Папа не ответил, сделал вид, что не расслышал. Он продолжал.
– Я стал просить у Марины списать уроки, а она так обиделась, так возмутилась. Она сказала: «Я не знала, что не надо маме было говорить. Звонит взрослый человек, спрашивает уроки, я и ответила. Ну что я сделала такого?» Я хлопнул входной дверью. Ушёл. Пошёл к другой девчонке, к Лёльке.
– Эта та, которая на рынке сухофруктами торгует?
– это я спросил.
– Кто это на рынке сухофруктами торгует? Почему я не знаю?
– вы бы видели мамино лицо. Она, ведь, должна всё знать.
– Да никто!
– отбрил маму папа.
– Ты слушать будешь или нет? Если ты думаешь, что мне это всё легко вспоминать, то ты ошибаешься. Переписал я у другой девчонки дэ-зэ. А утром первая была физра. Мы, ребята, приходили пораньше, чтобы поскакать на таких тренажёрах под названием «Кузнечик». Тогда тренажёры только появляться стали. Беговая ещё дорожка была. И я в зале занимаюсь, а она только пришла и зовёт меня из зала, суёт тетрадки. Видно, переживала, что так всё вышло. Она вообще, как я сейчас понимаю, была простосердечная... Но я ответил, что не надо. Без угроз, без недовольства, просто сказал, мне действительно было уже не надо. Не нужна была её любовь. Я, так же как и Скворцов, разлюбил её. Там ещё у нас на Новый год было тоже происшествие. Тоже в восьмом классе. Одна училка, она у нас заведовала чем-то вроде культурных мероприятий, ещё сидела в профкоме школы и в комсомольском бюро, она проводила... Ой! Да вы её знаете, - папа хлопнул себя по лбу. Обросшие волосы у него на лбу повисли сосульками, как у девчонки, папа вспотел, а мне знобило.
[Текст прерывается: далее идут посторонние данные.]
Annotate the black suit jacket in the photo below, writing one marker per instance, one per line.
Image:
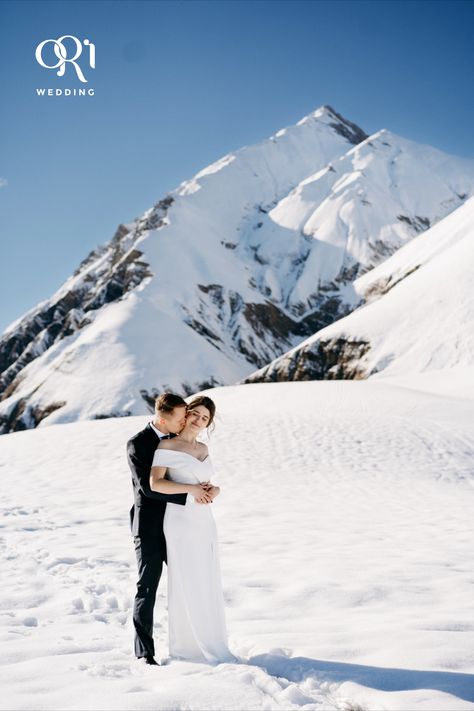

– Эта училка и теперь в Тёминой школе.
– Тиф?
– уточнила мама.
– Точно. Татьяна Ивановна Феоктистова. Ты её знаешь?
– Знаю, забыл мою должность? И даже прозвище знаю.
– Кликуха, что надо. Тиф! А сына её мы Фикусом дразнили. Сын от неё уехал, когда она тяжело заболела, а теперь она не поддерживает с ним отношения, Эрне, кстати, всё имущество завещала.
– Эрна - это кто?
– Ну Марина. Она её можно сказать спасла. Вылечила. Лекарства, хорошие врачи и тэ дэ и тэ пэ.
– Не отвлекайся.
– Угу. Ну так вот, а тогда на Новый год Тиф дискотеку устроила. Тогда уже разрешили дискотеки, а не танцы. Это была одна из первых дискотек в школе.
– Отличие?
– спросил я.
– Ну темно, мигают лампы, светомузыка. Металл тогда вовсю рулил. Нижний брейк танцевали.
О! Майн гот! И тут нижний брейк. Но я уж молчал, сейчас не до брейков.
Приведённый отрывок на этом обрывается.